Liste d’attesa nella sanità, i numeri del Friuli: ortopedia maglia nera

Liste d’attesa nella sanità in Friuli Venezia Giulia.

Le liste d’attesa della sanità restano l’emergenza numero uno della sanità italiana, e il Friuli Venezia Giulia presenta luci e ombre. I nuovi dati della Piattaforma nazionale voluta dal ministero della Salute e presentati da Orazio Schillaci, come sottolinea Il Sole 24 Ore fotografano un Paese ancora spaccato in due: Nord mediamente più performante, Sud in affanno, con punte che superano gli 800 giorni per alcuni esami diagnostici.

In questo quadro il Friuli Venezia Giulia si colloca in una posizione intermedia: lontano dalle criticità estreme di Puglia e Abruzzo, ma con un campanello d’allarme che riguarda in particolare le visite ortopediche.

Il dato che preoccupa: ortopedia in “alert”.

Secondo i numeri relativi al 2025, per la prima visita ortopedica il Friuli Venezia Giulia registra una quota di ritardi gravi (“alert”) pari al 47%, la più alta tra le Regioni per questa prestazione.

Nel dettaglio, tra le strutture segnalate compare anche l’Azienda Sanitaria Universitaria Friuli Centrale, con tempi medi che superano ampiamente i limiti previsti per le prestazioni programmabili (120 giorni, in alcune Regioni 180). Il dato percentuale non indica solo il superamento dei tempi massimi, ma “pesa” la gravità del ritardo in relazione alla priorità clinica prescritta dal medico.
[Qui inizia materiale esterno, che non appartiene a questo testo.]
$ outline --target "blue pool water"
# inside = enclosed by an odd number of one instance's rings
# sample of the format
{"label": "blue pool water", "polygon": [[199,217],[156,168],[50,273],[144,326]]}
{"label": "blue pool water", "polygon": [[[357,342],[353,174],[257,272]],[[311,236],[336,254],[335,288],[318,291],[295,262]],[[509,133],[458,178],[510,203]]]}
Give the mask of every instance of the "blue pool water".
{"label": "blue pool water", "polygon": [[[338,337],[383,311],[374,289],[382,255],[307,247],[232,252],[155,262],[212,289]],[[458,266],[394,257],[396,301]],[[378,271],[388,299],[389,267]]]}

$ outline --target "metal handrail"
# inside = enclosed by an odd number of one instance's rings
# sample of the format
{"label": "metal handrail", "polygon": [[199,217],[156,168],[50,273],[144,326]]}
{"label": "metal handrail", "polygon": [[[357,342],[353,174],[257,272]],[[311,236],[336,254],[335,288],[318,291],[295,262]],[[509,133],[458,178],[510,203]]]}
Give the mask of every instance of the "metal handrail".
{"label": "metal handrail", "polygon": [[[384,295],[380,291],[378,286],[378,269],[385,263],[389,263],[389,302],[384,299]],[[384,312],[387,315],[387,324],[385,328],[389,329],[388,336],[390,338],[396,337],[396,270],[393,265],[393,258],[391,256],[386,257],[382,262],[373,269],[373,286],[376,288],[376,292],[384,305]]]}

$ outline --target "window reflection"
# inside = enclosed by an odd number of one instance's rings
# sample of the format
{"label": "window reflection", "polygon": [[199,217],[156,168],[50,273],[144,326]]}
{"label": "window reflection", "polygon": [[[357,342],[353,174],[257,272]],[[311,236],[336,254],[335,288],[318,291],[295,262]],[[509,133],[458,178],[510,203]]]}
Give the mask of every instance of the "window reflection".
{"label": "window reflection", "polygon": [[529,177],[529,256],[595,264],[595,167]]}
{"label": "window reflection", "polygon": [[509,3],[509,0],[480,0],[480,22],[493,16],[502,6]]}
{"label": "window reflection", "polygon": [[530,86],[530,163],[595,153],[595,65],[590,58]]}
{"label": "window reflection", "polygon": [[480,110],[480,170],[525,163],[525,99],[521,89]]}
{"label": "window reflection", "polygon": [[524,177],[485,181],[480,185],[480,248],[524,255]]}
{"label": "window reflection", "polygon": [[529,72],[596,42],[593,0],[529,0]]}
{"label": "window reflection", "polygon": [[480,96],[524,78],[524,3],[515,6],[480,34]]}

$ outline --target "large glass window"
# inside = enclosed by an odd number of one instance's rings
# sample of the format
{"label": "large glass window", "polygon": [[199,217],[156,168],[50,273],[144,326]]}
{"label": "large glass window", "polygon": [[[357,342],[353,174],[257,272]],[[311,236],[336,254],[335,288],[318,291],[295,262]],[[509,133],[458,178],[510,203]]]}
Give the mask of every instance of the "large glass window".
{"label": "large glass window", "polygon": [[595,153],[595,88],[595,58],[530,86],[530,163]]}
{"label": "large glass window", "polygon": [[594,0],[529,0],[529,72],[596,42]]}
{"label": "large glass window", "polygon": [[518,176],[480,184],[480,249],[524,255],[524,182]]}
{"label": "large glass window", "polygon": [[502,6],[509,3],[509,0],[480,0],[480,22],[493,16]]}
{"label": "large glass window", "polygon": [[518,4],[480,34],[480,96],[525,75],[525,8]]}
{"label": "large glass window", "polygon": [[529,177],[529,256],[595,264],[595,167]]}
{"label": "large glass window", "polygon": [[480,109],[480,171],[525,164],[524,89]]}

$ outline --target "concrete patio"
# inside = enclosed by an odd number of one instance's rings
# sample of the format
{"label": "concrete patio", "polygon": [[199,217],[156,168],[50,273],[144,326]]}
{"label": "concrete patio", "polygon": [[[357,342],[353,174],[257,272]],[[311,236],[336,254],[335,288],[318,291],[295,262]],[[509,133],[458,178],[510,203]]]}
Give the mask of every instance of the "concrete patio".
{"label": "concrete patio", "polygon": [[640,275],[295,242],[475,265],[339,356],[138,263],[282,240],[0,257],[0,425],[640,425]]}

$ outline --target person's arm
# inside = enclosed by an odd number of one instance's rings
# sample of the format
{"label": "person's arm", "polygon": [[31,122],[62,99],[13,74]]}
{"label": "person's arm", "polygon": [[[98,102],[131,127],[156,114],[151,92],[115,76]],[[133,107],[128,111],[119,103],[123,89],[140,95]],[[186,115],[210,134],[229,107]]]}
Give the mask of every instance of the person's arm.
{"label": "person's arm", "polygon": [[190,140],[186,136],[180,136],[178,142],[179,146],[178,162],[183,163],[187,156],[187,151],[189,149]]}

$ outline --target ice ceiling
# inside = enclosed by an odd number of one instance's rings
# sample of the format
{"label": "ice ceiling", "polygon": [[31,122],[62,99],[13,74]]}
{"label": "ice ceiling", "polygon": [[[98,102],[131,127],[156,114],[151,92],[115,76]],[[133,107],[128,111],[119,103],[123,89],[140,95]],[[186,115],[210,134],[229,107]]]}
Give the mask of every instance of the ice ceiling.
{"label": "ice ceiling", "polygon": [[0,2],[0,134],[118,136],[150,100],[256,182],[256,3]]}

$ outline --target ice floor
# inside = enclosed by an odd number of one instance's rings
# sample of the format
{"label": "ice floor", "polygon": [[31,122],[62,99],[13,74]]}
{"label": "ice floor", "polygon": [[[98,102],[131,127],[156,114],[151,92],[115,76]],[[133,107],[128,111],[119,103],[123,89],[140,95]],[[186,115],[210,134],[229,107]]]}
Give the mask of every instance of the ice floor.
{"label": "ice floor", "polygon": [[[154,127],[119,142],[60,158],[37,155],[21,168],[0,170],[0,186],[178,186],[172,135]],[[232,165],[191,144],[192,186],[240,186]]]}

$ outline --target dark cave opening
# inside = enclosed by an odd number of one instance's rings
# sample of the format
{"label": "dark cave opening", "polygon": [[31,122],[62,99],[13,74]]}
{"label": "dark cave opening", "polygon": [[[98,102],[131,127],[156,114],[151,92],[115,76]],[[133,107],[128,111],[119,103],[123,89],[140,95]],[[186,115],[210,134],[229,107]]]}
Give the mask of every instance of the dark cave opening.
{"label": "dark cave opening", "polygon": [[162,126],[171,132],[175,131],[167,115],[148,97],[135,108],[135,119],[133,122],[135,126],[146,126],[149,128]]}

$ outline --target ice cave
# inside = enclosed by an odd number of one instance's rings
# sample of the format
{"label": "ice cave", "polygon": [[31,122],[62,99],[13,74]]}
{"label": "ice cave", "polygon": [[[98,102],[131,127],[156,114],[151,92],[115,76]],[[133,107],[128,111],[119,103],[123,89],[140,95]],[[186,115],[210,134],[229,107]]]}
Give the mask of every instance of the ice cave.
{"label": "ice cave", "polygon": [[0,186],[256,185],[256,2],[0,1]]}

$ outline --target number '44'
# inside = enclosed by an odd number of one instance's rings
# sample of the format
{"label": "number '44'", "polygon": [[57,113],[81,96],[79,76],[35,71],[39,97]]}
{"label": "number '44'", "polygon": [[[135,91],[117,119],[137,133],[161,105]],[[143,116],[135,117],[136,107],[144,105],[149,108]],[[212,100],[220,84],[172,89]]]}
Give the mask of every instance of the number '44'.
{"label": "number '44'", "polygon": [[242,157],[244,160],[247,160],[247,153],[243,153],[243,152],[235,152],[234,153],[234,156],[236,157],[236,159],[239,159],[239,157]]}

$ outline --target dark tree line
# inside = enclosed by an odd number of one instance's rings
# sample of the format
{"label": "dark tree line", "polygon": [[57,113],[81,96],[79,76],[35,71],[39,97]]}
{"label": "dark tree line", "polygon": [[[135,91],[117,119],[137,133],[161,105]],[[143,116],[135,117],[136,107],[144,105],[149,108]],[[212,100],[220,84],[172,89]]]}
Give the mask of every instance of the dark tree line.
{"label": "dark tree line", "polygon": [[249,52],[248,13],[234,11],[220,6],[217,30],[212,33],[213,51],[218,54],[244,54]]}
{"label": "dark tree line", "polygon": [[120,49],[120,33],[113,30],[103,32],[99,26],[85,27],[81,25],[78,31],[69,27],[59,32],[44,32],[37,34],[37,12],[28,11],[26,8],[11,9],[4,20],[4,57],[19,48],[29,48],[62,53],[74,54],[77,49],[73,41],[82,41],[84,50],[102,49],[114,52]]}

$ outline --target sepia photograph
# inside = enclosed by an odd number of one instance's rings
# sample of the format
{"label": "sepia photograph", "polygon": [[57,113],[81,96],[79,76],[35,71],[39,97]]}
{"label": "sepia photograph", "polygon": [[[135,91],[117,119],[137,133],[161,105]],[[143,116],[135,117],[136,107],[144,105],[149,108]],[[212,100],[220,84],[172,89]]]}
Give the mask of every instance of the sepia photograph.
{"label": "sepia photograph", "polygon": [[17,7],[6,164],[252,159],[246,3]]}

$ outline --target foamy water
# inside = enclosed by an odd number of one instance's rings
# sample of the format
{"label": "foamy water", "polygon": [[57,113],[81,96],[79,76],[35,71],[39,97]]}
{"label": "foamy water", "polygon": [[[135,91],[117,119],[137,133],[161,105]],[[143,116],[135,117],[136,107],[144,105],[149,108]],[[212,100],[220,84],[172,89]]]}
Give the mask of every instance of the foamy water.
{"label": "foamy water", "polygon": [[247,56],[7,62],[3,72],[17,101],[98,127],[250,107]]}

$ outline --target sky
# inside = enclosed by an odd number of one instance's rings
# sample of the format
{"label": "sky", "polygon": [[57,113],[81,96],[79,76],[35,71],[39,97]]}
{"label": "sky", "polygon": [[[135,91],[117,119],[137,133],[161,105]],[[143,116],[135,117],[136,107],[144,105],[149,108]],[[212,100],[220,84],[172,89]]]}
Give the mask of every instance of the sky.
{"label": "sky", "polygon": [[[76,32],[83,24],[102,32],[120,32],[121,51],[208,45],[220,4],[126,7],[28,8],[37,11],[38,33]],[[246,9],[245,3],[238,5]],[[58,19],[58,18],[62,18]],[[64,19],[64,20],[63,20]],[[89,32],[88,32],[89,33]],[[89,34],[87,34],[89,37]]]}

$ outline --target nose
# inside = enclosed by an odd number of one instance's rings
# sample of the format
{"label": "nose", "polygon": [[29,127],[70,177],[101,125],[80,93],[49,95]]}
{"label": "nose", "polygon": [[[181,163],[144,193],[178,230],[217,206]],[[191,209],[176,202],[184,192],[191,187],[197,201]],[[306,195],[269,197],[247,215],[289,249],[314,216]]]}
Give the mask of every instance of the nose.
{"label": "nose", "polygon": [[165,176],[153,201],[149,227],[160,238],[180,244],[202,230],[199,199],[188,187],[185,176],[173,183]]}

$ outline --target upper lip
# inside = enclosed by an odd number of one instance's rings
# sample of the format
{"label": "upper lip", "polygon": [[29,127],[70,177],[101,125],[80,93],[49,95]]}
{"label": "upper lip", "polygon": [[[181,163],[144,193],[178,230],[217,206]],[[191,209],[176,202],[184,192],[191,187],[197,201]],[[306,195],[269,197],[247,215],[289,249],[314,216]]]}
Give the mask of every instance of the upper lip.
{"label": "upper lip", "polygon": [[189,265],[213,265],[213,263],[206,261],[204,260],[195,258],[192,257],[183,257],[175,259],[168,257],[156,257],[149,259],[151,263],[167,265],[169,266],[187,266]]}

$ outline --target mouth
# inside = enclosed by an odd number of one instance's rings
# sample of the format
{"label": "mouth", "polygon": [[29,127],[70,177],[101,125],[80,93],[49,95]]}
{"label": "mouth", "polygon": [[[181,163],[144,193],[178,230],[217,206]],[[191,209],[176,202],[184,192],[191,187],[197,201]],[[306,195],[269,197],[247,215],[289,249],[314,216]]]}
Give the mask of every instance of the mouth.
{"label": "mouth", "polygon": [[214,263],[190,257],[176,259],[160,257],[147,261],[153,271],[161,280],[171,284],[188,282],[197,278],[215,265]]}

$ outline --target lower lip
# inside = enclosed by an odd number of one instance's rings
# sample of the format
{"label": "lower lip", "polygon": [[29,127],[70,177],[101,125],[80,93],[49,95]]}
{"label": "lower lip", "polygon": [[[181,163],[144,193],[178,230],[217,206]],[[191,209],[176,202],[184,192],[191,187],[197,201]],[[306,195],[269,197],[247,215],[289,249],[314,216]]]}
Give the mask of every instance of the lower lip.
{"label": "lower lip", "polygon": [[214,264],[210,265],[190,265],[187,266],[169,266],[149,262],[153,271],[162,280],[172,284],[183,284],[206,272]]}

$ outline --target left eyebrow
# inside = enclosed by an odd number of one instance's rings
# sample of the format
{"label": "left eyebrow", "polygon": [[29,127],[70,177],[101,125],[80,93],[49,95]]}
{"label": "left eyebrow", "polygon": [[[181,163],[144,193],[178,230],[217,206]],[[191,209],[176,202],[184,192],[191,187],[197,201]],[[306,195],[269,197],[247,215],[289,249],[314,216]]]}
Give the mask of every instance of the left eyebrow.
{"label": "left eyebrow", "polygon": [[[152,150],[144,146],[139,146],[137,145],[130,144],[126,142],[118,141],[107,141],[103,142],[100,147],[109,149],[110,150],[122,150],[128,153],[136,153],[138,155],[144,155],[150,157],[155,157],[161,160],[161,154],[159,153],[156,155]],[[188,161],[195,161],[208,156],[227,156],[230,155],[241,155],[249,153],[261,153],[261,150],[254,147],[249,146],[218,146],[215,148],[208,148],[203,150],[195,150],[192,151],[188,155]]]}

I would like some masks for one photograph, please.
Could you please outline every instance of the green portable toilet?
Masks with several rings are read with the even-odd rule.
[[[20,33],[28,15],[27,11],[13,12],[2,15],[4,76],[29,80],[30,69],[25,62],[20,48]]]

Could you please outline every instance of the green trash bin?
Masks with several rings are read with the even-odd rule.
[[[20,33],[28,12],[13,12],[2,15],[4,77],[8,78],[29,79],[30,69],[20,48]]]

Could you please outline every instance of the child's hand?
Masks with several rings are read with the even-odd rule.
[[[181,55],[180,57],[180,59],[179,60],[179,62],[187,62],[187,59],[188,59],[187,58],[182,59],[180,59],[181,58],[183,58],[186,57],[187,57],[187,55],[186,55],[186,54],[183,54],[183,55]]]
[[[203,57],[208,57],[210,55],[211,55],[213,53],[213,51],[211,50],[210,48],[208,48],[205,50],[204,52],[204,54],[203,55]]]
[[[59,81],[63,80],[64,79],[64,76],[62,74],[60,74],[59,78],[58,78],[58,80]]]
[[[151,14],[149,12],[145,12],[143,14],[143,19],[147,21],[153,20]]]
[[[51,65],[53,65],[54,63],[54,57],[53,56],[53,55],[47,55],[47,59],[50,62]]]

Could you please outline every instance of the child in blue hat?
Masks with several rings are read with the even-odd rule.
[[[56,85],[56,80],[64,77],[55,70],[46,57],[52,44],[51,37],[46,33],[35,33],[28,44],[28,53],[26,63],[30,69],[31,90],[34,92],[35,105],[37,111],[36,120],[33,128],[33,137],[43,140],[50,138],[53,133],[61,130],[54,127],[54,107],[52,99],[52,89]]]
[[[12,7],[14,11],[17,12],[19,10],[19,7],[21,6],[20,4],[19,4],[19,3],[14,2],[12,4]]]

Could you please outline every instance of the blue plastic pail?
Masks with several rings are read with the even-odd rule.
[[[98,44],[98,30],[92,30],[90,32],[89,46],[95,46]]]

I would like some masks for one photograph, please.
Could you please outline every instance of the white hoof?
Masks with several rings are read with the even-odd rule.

Il confronto con il resto d’Italia.

Mentre in regioni come il Veneto gli “alert” sono ridotti al minimo (3% per la colonscopia, 1% per la visita cardiologica), nel Mezzogiorno si toccano livelli ben più critici. In Puglia, ad esempio, alcune strutture superano l’80% di ritardi gravi su diverse prestazioni.

Il Friuli Venezia Giulia, al contrario, non compare tra le Regioni con le peggiori performance per esami come colonscopia, gastroscopia o Tac torace. Questo indica un sistema che, pur sotto pressione, mantiene una tenuta complessiva migliore rispetto alle aree più in difficoltà.

Ma il dato sull’ortopedia suggerisce un nodo organizzativo specifico, probabilmente legato all’elevata domanda (invecchiamento della popolazione, patologie degenerative) e alla carenza di specialisti.

Intramoenia: il divario tra pubblico e pagamento.

Un elemento che emerge con forza dal monitoraggio nazionale è il confronto tra attesa nel Servizio sanitario e libera professione intramoenia. Laddove nel pubblico si attendono mesi, spesso pagando si ottiene la prestazione in pochi giorni.

Il ministro Schillaci ha ribadito che l’intramoenia non può superare l’attività garantita dal Ssn e che spetta ai direttori generali vigilare, arrivando se necessario alla sospensione. Inoltre, la normativa prevede che, in caso di superamento dei tempi massimi, il cittadino possa ottenere la prestazione in intramoenia pagando solo il ticket. Una possibilità ancora poco conosciuta e applicata in modo disomogeneo.

Sei milioni di rinunce in Italia.

A livello nazionale il fenomeno è imponente: circa sei milioni di italiani hanno rinunciato a curarsi, soprattutto a causa delle liste d’attesa. Un dato che pesa anche in una Regione di dimensioni contenute come il Friuli Venezia Giulia, dove il rapporto di fiducia tra cittadini e sistema sanitario è sempre stato uno dei punti di forza.